Równie ważnym czynnikiem wpływającym na notowania jest konsekwencja jej kierownictwa w działaniach naprawczych. W tym kontekście należy zwrócić uwagę chociażby na rozwiązanie z dniem 17 sierpnia tzw. paktu gwarancji pracowniczych.

To umowa zawarta 2 września 2013 r. pomiędzy PKP Cargo a działającymi w spółce organizacjami związkowymi, która przez ponad dziesięć lat zabezpieczała interesy pracowników w związku z wejściem na GPW. Wprawdzie samo wypowiedzenie „paktu gwarancji pracowniczych” nie wpływa na warunki zatrudnienia, ale niewątpliwie pomoże przeprowadzić niezbędne cięcia kosztów.

Przy okazji zarząd powtórzył, że działania restrukturyzacyjne obejmują też zwolnienia grupowe i otwarcie postępowania sanacyjnego. W spółce pracę ma stracić do 30 proc. zatrudnionych, czyli do 4142 osób. Proces zwolnień grupowych został uruchomiony 14 sierpnia i ma potrwać do końca października. PKP Cargo oszacowało, że rezerwa dotycząca restrukturyzacji zatrudnienia wyniesie około 249 mln zł, a roczne przewidywane oszczędności związane z redukcją kosztów osobowych wynikające ze zwolnień grupowych sięgną ok. 423,4 mln zł.

Czytaj więcej

Zwolnienia grupowe w PKP Cargo. Pracę straci kilka tysięcy osób

Do otwarcia postępowania sanacyjnego doszło pod koniec lipca. M.in. chroni ono przewoźnika przed wierzycielami i ułatwia zwolnienia. Zarząd zaznacza, że wszystkie podjęte dotąd działania mają na celu uratowanie firmy i długoterminowe przywrócenie jej płynności oraz konkurencyjności, przy jednoczesnym zachowaniu jak największej liczby miejsc pracy.

Walka o przychody

Aby wyjść na prostą, PKP Cargo musi też mocno walczyć o stronę przychodową. Spółka właśnie podała, że wraz z zależnym PKP Cargo Service złożyła najlepsze oferty w przetargu organizowanym przez Tauron Ciepło na wykonanie usługi transportu węgla.

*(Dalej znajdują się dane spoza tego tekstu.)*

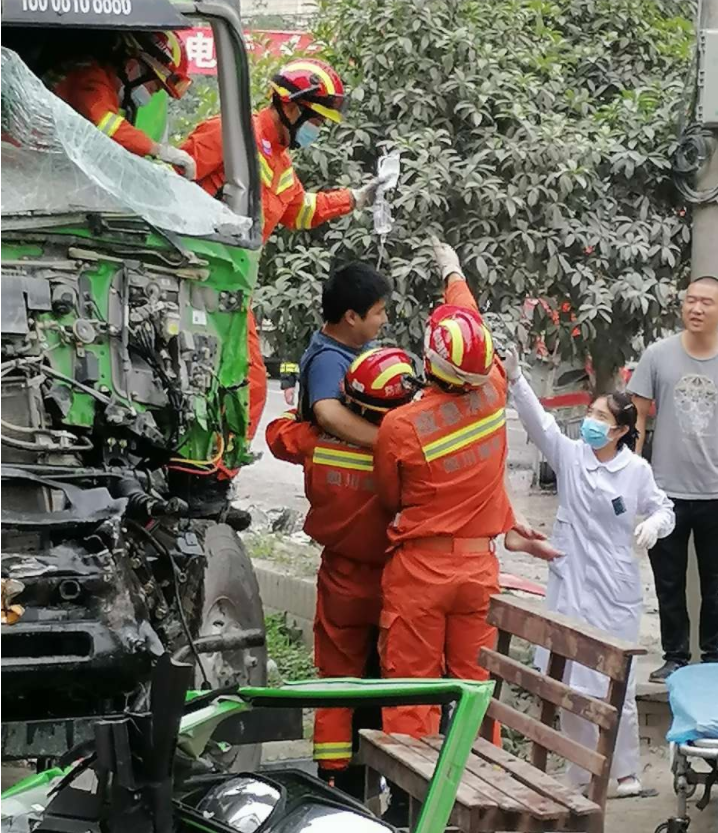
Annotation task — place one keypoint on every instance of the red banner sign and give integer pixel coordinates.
(199, 43)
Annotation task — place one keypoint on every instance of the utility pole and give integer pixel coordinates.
(704, 254)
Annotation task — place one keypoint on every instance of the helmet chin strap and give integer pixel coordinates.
(127, 104)
(304, 115)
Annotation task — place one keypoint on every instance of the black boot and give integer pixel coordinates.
(398, 813)
(349, 780)
(660, 675)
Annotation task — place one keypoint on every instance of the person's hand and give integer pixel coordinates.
(365, 196)
(647, 533)
(179, 159)
(526, 531)
(523, 538)
(446, 258)
(512, 365)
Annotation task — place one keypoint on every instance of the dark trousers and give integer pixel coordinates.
(669, 560)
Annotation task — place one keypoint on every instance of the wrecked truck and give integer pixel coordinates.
(125, 291)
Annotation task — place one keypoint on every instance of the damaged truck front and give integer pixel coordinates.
(124, 403)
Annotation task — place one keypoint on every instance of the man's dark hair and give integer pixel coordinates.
(357, 287)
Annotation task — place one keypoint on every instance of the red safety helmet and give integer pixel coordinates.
(312, 84)
(458, 348)
(165, 54)
(376, 380)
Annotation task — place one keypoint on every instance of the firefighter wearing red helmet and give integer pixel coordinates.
(306, 94)
(110, 93)
(347, 518)
(439, 464)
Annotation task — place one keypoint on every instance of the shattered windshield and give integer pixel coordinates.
(54, 161)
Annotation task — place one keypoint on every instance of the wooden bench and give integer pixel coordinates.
(499, 791)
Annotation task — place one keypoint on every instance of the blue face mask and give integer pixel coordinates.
(595, 433)
(306, 134)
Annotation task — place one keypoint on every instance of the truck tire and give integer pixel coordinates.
(231, 600)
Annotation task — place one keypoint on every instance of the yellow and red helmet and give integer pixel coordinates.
(458, 348)
(377, 380)
(165, 54)
(313, 84)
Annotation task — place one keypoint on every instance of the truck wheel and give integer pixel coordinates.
(231, 601)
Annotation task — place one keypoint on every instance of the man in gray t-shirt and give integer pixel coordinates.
(680, 375)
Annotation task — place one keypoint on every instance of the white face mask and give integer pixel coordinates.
(140, 96)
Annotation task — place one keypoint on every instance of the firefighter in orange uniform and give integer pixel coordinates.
(439, 464)
(109, 94)
(347, 518)
(305, 94)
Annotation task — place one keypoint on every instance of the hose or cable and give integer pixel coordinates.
(159, 547)
(695, 148)
(23, 445)
(211, 462)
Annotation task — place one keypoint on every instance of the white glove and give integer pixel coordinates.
(365, 196)
(647, 533)
(512, 365)
(178, 158)
(446, 258)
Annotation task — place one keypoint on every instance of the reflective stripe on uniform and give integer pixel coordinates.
(338, 458)
(332, 751)
(464, 436)
(306, 212)
(110, 123)
(286, 180)
(266, 172)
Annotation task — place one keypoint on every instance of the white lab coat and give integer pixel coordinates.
(598, 579)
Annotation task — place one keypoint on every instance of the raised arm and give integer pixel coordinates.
(655, 504)
(541, 427)
(642, 389)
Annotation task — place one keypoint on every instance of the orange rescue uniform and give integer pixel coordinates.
(439, 465)
(347, 518)
(284, 202)
(93, 90)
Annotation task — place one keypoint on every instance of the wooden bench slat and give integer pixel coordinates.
(390, 750)
(413, 778)
(562, 635)
(486, 794)
(522, 796)
(556, 692)
(535, 779)
(547, 737)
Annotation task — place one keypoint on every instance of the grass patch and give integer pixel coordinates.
(284, 645)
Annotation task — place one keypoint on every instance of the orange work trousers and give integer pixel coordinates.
(257, 376)
(345, 632)
(433, 624)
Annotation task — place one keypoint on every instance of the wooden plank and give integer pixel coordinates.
(538, 781)
(547, 737)
(486, 794)
(384, 754)
(554, 691)
(571, 639)
(521, 797)
(554, 671)
(503, 646)
(410, 764)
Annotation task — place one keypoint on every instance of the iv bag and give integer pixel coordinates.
(388, 172)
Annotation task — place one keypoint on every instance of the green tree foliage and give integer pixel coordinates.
(536, 137)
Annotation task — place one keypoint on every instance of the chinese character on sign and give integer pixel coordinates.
(200, 50)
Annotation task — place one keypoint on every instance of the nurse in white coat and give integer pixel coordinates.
(603, 487)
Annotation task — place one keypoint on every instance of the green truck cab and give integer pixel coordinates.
(125, 291)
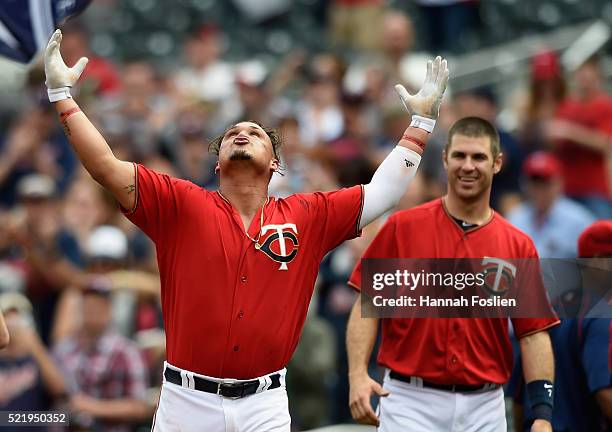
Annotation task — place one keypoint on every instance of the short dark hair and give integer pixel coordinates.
(475, 127)
(273, 134)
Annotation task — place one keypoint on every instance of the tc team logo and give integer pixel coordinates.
(282, 245)
(499, 275)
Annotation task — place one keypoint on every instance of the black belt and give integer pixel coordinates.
(229, 390)
(457, 388)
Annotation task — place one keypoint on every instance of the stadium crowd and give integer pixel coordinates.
(78, 282)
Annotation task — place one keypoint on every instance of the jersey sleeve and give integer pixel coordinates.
(157, 201)
(336, 215)
(384, 245)
(541, 314)
(596, 340)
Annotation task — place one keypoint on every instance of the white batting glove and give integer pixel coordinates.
(425, 105)
(59, 76)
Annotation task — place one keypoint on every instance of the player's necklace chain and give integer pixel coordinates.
(246, 233)
(256, 240)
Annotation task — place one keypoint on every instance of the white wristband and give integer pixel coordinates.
(59, 94)
(424, 123)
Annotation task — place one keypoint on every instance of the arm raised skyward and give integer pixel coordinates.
(117, 176)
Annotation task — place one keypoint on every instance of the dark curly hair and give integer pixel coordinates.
(273, 134)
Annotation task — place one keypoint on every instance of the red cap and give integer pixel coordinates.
(545, 66)
(596, 240)
(541, 164)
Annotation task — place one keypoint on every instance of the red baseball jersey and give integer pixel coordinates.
(469, 351)
(231, 310)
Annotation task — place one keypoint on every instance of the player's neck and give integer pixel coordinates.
(247, 198)
(475, 212)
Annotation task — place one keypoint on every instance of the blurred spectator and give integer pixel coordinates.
(310, 372)
(187, 149)
(319, 113)
(34, 143)
(141, 112)
(335, 302)
(105, 372)
(100, 76)
(547, 89)
(207, 79)
(402, 65)
(582, 138)
(86, 206)
(548, 217)
(262, 10)
(252, 79)
(448, 23)
(12, 265)
(134, 295)
(482, 102)
(29, 380)
(52, 255)
(583, 381)
(356, 24)
(4, 334)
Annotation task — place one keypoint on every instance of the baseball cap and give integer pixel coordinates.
(545, 65)
(36, 186)
(596, 240)
(107, 242)
(541, 164)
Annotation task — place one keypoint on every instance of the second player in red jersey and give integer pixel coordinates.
(445, 374)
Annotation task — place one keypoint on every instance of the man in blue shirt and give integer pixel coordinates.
(549, 218)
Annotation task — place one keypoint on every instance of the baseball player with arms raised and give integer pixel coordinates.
(237, 267)
(446, 374)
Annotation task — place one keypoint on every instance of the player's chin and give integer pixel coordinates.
(240, 155)
(468, 193)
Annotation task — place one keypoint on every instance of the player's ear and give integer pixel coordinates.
(274, 165)
(444, 159)
(498, 162)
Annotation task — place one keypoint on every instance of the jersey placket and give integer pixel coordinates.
(455, 353)
(241, 284)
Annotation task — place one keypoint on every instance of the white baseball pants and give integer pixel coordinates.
(421, 409)
(184, 409)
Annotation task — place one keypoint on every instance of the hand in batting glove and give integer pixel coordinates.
(425, 105)
(59, 76)
(541, 426)
(361, 389)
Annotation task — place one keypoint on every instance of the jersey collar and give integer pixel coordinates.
(456, 225)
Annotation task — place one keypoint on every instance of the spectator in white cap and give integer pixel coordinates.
(52, 253)
(107, 248)
(29, 378)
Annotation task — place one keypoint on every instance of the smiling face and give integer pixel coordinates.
(470, 167)
(247, 144)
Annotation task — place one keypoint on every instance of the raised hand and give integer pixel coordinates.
(59, 76)
(426, 102)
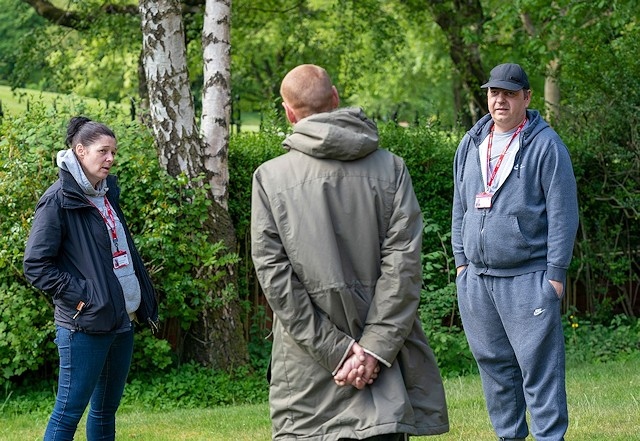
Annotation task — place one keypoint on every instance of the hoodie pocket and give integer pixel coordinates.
(494, 240)
(504, 244)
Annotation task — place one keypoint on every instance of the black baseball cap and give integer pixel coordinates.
(509, 76)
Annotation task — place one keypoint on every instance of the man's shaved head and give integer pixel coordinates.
(307, 89)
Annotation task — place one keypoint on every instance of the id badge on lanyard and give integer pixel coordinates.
(120, 257)
(483, 200)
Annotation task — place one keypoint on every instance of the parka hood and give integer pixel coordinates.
(343, 134)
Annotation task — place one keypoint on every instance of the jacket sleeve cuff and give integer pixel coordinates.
(343, 359)
(380, 359)
(558, 274)
(461, 259)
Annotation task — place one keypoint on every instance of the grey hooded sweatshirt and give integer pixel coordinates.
(532, 223)
(336, 235)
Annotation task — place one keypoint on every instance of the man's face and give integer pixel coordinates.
(507, 107)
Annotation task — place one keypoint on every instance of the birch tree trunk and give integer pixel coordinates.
(172, 111)
(216, 95)
(217, 338)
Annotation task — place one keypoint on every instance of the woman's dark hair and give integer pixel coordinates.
(82, 130)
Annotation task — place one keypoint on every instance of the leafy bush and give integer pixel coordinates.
(191, 386)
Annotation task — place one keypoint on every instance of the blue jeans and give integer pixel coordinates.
(93, 367)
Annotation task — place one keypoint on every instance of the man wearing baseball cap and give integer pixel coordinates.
(515, 218)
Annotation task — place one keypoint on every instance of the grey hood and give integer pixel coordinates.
(67, 160)
(325, 135)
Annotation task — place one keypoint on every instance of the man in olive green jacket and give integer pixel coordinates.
(336, 235)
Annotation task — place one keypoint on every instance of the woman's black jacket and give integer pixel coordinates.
(68, 256)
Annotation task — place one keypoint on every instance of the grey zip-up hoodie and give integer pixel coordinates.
(533, 220)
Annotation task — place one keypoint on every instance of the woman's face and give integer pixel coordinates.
(97, 158)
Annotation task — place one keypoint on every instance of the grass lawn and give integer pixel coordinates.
(604, 405)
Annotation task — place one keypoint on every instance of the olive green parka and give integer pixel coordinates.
(336, 237)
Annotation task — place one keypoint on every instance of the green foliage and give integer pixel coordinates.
(165, 216)
(439, 307)
(192, 386)
(428, 152)
(590, 340)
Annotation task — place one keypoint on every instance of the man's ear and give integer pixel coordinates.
(291, 116)
(80, 150)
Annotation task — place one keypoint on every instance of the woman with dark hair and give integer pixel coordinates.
(80, 252)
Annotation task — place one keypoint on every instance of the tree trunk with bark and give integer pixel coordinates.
(217, 338)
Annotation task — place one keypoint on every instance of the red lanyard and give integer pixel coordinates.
(504, 152)
(110, 221)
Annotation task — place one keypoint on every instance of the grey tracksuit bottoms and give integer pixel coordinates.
(514, 329)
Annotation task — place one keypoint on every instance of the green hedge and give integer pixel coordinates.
(166, 217)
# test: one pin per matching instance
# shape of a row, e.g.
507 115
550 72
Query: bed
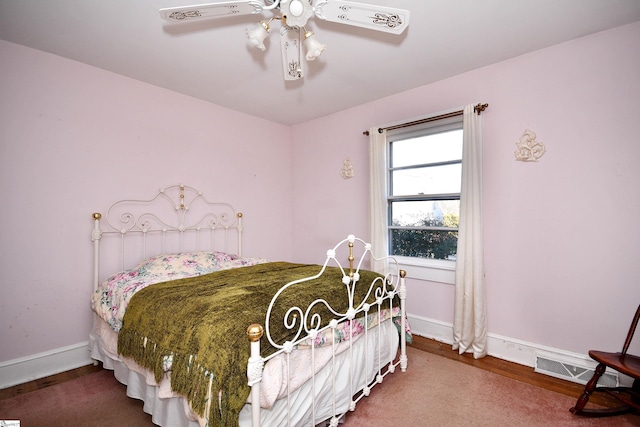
206 336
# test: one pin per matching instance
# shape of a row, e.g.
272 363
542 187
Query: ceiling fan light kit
294 15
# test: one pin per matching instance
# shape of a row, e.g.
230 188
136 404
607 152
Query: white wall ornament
347 169
529 150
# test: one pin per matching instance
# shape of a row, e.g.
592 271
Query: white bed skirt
170 410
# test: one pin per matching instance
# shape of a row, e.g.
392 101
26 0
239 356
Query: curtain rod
479 108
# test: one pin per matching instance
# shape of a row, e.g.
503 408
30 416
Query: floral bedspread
112 297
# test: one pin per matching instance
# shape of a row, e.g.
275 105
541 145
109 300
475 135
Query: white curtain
470 318
378 197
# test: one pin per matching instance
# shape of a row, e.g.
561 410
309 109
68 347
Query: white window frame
433 270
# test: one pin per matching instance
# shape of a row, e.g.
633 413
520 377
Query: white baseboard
25 369
19 371
510 349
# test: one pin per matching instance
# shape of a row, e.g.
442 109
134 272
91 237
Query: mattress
168 409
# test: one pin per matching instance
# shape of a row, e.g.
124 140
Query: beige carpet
433 392
440 392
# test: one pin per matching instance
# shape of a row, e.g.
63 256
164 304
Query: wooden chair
622 362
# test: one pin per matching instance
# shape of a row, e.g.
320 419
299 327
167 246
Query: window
423 201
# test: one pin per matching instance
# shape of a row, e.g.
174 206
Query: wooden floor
492 364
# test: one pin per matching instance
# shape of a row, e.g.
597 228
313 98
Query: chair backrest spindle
632 331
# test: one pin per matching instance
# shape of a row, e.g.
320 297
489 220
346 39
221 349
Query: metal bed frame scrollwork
179 218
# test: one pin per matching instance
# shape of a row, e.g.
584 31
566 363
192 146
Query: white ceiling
211 59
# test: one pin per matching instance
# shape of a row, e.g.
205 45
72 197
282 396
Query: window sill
429 270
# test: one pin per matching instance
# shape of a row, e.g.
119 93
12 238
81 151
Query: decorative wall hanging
347 169
529 150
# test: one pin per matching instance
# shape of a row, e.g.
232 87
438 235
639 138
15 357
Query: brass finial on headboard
351 258
181 196
255 332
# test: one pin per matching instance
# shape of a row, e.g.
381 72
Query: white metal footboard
307 327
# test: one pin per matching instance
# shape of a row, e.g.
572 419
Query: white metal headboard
175 219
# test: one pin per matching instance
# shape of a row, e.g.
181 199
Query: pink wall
74 138
562 236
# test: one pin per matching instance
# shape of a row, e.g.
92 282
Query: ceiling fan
294 15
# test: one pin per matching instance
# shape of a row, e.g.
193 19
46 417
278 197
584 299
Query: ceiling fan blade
379 18
291 45
211 10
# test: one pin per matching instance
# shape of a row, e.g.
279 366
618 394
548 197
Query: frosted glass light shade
257 34
314 47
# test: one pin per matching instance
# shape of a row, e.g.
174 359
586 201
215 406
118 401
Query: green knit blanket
201 323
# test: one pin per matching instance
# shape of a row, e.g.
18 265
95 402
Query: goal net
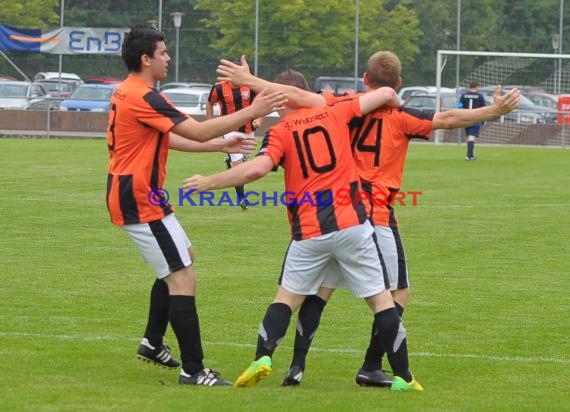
543 117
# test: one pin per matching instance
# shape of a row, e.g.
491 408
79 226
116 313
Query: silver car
23 95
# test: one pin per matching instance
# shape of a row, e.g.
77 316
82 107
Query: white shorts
163 244
394 268
353 251
234 157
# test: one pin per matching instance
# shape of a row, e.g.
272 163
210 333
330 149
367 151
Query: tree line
316 37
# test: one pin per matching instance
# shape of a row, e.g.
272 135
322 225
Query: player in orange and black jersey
139 135
312 145
230 99
380 143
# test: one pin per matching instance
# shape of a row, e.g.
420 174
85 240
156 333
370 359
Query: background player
230 99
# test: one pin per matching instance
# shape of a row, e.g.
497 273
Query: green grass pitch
488 322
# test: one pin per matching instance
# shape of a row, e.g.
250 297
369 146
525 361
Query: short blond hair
383 70
293 78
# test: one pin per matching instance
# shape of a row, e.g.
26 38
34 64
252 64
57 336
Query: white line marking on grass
492 206
524 359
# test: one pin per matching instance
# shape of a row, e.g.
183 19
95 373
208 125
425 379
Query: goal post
542 77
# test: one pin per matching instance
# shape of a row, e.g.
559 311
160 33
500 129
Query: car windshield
91 93
13 90
57 87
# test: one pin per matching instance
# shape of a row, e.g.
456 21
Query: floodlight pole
356 30
177 19
60 57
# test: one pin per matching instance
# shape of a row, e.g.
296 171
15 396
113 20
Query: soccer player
380 143
312 145
472 99
232 98
139 135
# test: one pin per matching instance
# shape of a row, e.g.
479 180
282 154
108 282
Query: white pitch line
493 358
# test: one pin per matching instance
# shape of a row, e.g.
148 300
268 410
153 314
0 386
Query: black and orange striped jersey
321 180
140 119
380 143
232 98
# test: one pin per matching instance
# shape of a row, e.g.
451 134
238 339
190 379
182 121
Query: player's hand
197 184
506 103
267 102
232 72
241 144
256 123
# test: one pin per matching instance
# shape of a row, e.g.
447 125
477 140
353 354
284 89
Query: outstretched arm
457 118
244 144
239 74
239 175
265 103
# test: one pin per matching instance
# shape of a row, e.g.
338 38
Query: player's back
313 147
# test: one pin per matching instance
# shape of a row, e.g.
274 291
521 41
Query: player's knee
182 282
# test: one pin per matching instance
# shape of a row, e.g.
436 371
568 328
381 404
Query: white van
56 76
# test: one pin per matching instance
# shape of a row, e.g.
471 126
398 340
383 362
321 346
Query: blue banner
65 40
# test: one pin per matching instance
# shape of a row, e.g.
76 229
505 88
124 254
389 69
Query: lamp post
177 20
356 32
555 45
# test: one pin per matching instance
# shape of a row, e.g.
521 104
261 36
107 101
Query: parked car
177 85
527 112
339 85
89 98
190 100
426 102
23 95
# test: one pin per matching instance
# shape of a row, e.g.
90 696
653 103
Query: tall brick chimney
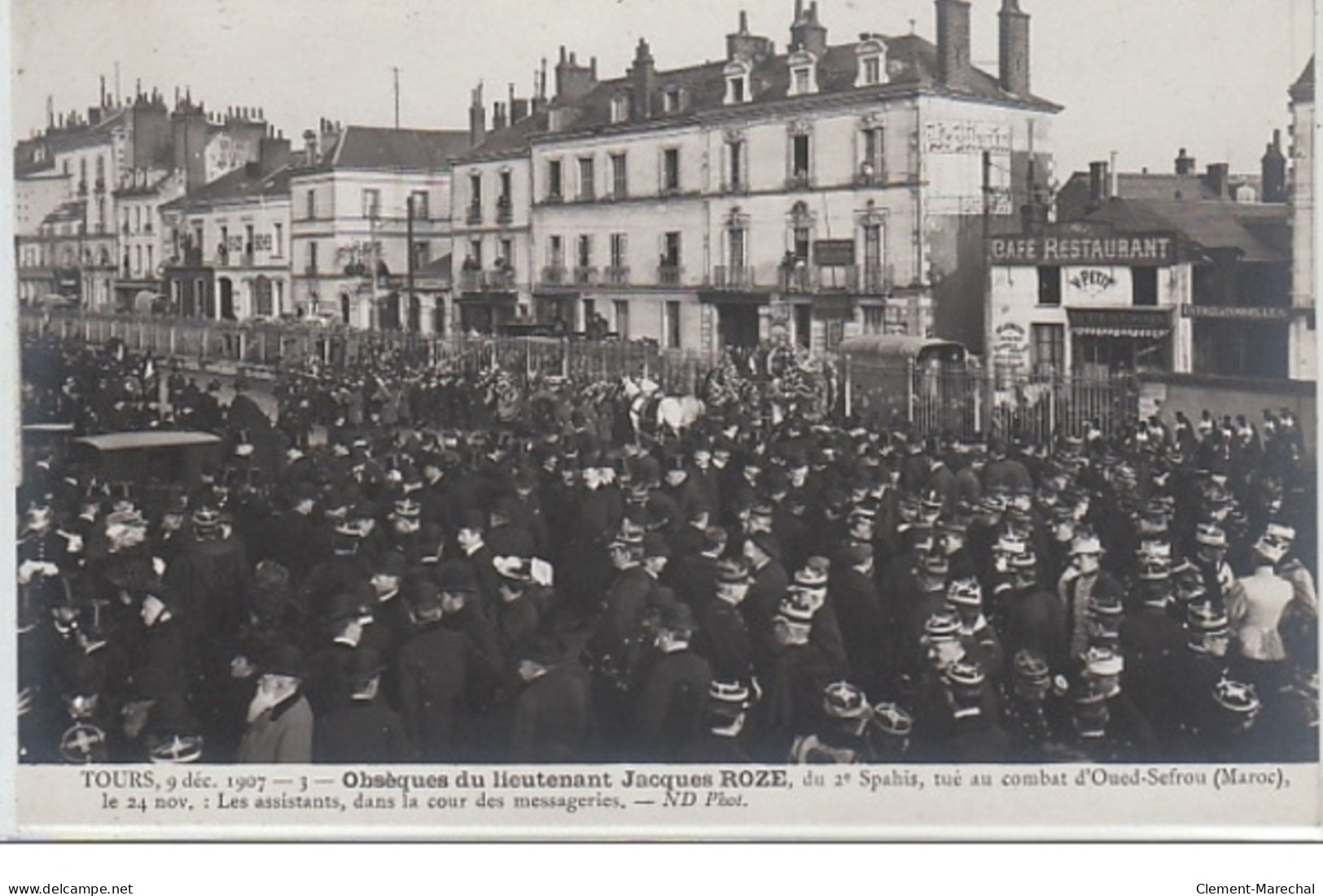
1014 59
643 76
953 42
1274 172
476 116
572 78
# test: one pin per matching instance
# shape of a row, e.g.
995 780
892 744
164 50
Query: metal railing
732 278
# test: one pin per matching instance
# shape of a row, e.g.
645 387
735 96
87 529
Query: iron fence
958 404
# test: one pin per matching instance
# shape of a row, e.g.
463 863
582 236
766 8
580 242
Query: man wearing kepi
279 716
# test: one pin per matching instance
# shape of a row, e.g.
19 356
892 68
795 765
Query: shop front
1111 341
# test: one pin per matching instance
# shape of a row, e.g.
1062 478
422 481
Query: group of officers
747 591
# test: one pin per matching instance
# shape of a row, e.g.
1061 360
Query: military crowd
406 578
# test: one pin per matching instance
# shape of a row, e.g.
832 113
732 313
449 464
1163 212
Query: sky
1141 78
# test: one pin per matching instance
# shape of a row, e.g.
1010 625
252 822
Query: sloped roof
1261 231
396 150
245 182
912 65
1302 90
65 212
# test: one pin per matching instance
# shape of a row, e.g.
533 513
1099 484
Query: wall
1221 396
1303 343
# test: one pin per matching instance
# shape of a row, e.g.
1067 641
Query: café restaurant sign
1147 249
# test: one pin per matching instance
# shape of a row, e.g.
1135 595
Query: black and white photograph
594 402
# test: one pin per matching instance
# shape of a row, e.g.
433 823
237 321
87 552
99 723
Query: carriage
910 382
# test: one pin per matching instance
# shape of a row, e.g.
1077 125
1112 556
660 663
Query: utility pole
396 70
409 305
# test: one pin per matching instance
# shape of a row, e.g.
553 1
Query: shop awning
1121 323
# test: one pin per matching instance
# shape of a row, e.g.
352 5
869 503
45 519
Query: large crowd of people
400 570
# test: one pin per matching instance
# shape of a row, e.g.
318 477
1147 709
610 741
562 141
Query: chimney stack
476 116
643 76
572 78
953 44
808 33
1274 172
1100 184
310 147
1014 59
743 46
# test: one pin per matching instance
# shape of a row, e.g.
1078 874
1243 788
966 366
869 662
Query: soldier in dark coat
550 718
672 697
440 673
364 728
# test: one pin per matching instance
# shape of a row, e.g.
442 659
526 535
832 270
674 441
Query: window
588 190
799 156
800 243
1145 287
419 205
737 247
620 108
370 203
871 165
620 256
672 326
872 70
1049 349
736 154
671 171
671 249
554 181
620 176
1049 286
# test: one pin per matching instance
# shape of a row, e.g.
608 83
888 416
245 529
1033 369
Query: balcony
802 278
732 278
871 279
868 176
487 282
800 180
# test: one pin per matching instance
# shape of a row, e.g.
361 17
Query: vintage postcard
601 419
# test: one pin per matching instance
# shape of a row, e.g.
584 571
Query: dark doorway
737 326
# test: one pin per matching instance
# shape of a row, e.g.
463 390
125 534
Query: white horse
671 414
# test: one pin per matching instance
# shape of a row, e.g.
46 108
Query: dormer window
620 108
738 89
804 73
872 63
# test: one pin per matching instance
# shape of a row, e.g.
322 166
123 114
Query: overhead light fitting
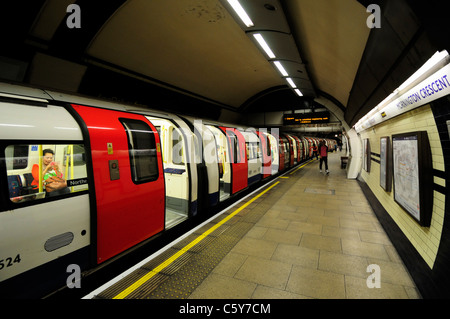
241 13
281 68
291 83
299 93
264 45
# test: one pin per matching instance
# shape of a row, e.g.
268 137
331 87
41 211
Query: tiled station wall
432 243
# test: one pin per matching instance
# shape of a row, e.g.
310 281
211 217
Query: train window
177 147
252 150
142 150
236 158
40 171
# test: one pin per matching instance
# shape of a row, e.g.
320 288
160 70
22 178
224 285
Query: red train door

Jeśli dojdzie do podpisania umowy, co jest wysoce prawdopodobne, gdyż cena stanowi kluczowe kryterium, konsorcjum zrealizuje przewóz 465 tys. t surowca za łączną kwotę 14,6 mln zł brutto.

Wcześniej podano, że ArcelorMittal zaakceptował przedstawione przez spółkę propozycje dotyczące zawarcia dwóch umów na przewozy około 6 mln ton różnych towarów w ciągu dwóch lat. Z kolei Enea Trading zamówiła przewozy 9 mln ton węgla z LW Bogdanka do Enei Wytwarzanie. Wartość kontraktu wynosi 138,4 mln zł brutto.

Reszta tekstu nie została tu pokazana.